Our study at Kathalekan in Central Western Ghats, reveal that the forest is a mosaic of primary forest rich in relic trees like Dipterocarpus and Palaquium and a network of perennial streams and swamps sheltering Semecarpus kathalekanensis, Syzygium travancoricum, Myristica magnifica, Gymnacranthera canarica (the last three in threat categories of IUCN Red List). Persistence of these Western Ghat endemics, and relic species in this forest calls for serious attention from conservationists and forest managers to initiate programs immediately for recognizing and salvaging more fragments of such ancient forests that lie hidden amidst a sea of secondary forests.
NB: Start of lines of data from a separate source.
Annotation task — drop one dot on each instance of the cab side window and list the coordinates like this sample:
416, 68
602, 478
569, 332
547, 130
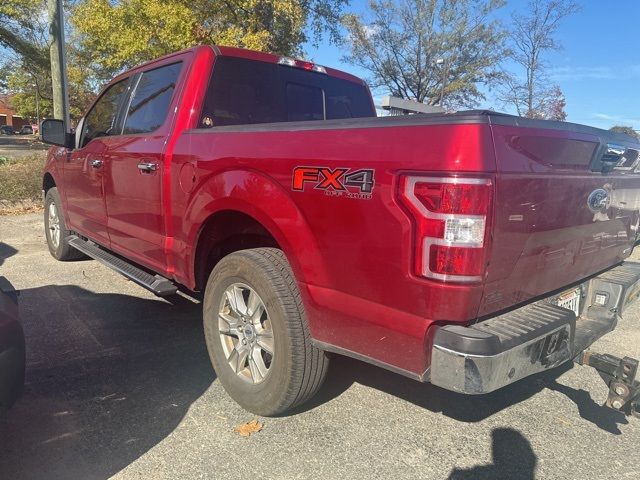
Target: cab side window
101, 120
151, 100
The fact that water course forests have not only rare species but also high biomass and greater carbon sequestration potential also calls for revision of forest management policies, as the innumerable stream courses of Western Ghats offer tremendous potential for carbon stocking per unit area while also bettering the hydrology of these mountains, which form the main watershed for the entire Indian Peninsula. Millions of subsistence farmers and other forest dwellers of Western Ghats can not only be partners in micro-level planning for prudent water use but also stand to gain in a big way from carbon credits for their new role as promoters and guardians of watershed vegetation. Rendering such service for mitigating global climatic change can also, same time, serve well the cause of relic forests and relic species in an otherwise much impacted biodiversity hotspot.